The Nextdoor Presidency

When the left, construed very broadly, fails at governance (which isn’t the same as legislating), it creates room for very bad actors to offer superficial solutions which lead to very bad things. But I’m getting ahead of myself.

By ‘Nextdoor’ Presidency, I don’t mean that the president lives next door, I’m referring to the Next Door app, which is a ‘hyper-local’ social media platform that focuses on very local problems and issues. If you’ve ever been on the site, there is a constant undercurrent of bigotry that occasionally erupts into rampant stupidity. There’s ugly anti-homeless sentiment too (as best as I can tell, every city has people who accuse homeless people of coming from ‘somewhere else.’ If they’re all coming from somewhere else, where is that place?

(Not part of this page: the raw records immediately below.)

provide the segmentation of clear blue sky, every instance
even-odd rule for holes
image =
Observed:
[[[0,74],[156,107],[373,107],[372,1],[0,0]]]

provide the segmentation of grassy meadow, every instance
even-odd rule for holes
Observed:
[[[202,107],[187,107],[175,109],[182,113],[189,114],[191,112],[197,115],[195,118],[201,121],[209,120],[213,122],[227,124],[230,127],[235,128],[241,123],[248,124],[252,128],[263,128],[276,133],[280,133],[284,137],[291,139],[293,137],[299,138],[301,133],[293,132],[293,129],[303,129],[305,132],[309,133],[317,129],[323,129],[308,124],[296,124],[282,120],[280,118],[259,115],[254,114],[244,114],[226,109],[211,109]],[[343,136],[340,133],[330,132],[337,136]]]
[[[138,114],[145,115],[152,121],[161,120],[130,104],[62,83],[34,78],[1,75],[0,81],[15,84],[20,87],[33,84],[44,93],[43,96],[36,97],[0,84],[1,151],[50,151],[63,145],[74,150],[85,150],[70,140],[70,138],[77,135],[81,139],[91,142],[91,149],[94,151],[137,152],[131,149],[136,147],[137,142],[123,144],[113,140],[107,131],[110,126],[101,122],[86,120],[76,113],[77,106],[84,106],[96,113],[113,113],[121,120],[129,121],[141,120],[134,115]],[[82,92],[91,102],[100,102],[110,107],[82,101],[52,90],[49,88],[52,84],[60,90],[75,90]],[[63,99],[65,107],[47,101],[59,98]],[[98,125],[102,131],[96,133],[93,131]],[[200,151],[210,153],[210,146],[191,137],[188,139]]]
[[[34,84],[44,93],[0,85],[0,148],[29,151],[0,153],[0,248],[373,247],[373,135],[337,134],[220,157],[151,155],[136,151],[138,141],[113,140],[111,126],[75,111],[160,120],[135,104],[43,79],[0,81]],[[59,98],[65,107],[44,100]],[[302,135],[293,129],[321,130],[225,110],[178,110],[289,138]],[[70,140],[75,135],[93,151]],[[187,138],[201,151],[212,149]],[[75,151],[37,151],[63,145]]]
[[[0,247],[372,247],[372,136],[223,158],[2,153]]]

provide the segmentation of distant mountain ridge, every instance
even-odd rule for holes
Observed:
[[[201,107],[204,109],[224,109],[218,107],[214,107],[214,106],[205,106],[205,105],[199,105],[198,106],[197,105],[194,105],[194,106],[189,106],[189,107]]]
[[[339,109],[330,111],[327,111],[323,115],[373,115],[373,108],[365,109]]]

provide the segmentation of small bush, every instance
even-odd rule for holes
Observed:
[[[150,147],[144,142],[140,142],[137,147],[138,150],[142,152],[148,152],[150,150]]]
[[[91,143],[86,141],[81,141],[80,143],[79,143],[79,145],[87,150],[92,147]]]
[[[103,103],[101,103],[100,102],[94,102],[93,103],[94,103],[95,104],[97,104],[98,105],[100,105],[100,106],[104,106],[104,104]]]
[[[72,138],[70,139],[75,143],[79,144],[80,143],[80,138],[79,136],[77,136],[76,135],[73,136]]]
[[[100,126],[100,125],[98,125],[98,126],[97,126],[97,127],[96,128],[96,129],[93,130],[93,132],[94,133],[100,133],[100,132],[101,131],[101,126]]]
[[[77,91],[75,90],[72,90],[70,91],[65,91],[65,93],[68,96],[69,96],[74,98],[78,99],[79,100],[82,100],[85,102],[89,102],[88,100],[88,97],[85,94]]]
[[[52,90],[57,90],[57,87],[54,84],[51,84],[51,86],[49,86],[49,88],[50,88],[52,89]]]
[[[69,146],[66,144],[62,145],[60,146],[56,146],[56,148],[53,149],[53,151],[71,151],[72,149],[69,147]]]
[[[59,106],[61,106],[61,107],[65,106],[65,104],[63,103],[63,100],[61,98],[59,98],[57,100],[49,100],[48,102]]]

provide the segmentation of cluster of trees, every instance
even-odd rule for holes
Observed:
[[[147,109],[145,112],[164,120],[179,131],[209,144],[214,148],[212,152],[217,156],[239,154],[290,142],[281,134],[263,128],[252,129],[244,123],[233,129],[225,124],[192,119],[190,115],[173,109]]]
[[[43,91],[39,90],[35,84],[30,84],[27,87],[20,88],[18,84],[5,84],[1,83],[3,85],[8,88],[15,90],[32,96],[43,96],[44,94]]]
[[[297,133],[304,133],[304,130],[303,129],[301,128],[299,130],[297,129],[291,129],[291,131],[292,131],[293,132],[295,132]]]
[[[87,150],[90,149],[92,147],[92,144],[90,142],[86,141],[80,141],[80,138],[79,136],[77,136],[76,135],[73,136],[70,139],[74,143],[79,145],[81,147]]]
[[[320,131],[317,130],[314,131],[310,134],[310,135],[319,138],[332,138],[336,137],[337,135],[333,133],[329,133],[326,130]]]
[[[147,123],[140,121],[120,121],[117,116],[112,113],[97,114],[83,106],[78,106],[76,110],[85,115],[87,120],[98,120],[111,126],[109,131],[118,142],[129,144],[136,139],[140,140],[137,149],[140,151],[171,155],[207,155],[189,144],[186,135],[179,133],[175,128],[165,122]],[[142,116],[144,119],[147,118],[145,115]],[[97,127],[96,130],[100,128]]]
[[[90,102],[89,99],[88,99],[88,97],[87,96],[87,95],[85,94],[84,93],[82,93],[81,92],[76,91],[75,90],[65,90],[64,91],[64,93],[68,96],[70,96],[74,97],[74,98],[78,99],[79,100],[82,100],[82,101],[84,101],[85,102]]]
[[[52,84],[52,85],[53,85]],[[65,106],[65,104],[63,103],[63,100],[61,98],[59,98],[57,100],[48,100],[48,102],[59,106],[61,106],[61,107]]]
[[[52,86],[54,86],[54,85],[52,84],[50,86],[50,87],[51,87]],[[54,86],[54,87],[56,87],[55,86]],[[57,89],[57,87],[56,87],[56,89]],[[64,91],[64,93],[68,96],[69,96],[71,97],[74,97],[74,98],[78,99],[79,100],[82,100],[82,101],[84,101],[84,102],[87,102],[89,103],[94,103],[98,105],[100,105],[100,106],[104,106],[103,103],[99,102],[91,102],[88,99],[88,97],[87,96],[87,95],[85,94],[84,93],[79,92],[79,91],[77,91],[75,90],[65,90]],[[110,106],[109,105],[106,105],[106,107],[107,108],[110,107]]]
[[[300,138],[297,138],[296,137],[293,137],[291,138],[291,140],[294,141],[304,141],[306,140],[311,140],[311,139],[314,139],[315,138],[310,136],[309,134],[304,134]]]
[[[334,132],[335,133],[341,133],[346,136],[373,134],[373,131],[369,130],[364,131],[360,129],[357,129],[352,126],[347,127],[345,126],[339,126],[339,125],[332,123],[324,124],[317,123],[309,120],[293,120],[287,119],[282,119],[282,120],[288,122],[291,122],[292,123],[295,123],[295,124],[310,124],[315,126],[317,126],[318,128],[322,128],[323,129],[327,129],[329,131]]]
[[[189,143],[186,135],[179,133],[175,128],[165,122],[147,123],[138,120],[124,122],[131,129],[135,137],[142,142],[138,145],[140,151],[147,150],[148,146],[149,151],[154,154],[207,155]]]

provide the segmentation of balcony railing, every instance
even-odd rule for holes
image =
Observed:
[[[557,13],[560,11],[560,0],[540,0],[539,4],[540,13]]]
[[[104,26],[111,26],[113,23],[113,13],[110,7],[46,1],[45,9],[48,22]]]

But I digress again).

So when I call Il Trumpe the Nextdoor President, it’s in that sense. For example (boldface mine):

As The Washington Post has reported during the past week, though, Trump’s administration has quietly been planning a crackdown on homeless camps in California, including visiting unused government facilities to determine if they could serve as housing…

“We can’t let Los Angeles, San Francisco and numerous other cities destroy themselves by allowing what’s happening,” Trump said, according to a report from the White House news pool. “And I’m speaking to tenants — in some cases foreign people, foreign tenants — but they have where they’re tenants in buildings throughout various cities in California, and other places … where they want to leave the country. They can’t believe what’s happening.”

He mentioned police getting sick of addressing homelessness problems, then returning to those tenants.

We have people living in our … best highways, our best streets, our best entrances to buildings and pay tremendous taxes, where people in those buildings pay tremendous taxes, where they went to those locations because of the prestige,” he said. “In many cases, they came from other countries, and they moved to Los Angeles or they moved to San Francisco because of the prestige of the city, and all of a sudden they have tents. Hundreds and hundreds of tents and people living at the entrance to their office building. And they want to leave.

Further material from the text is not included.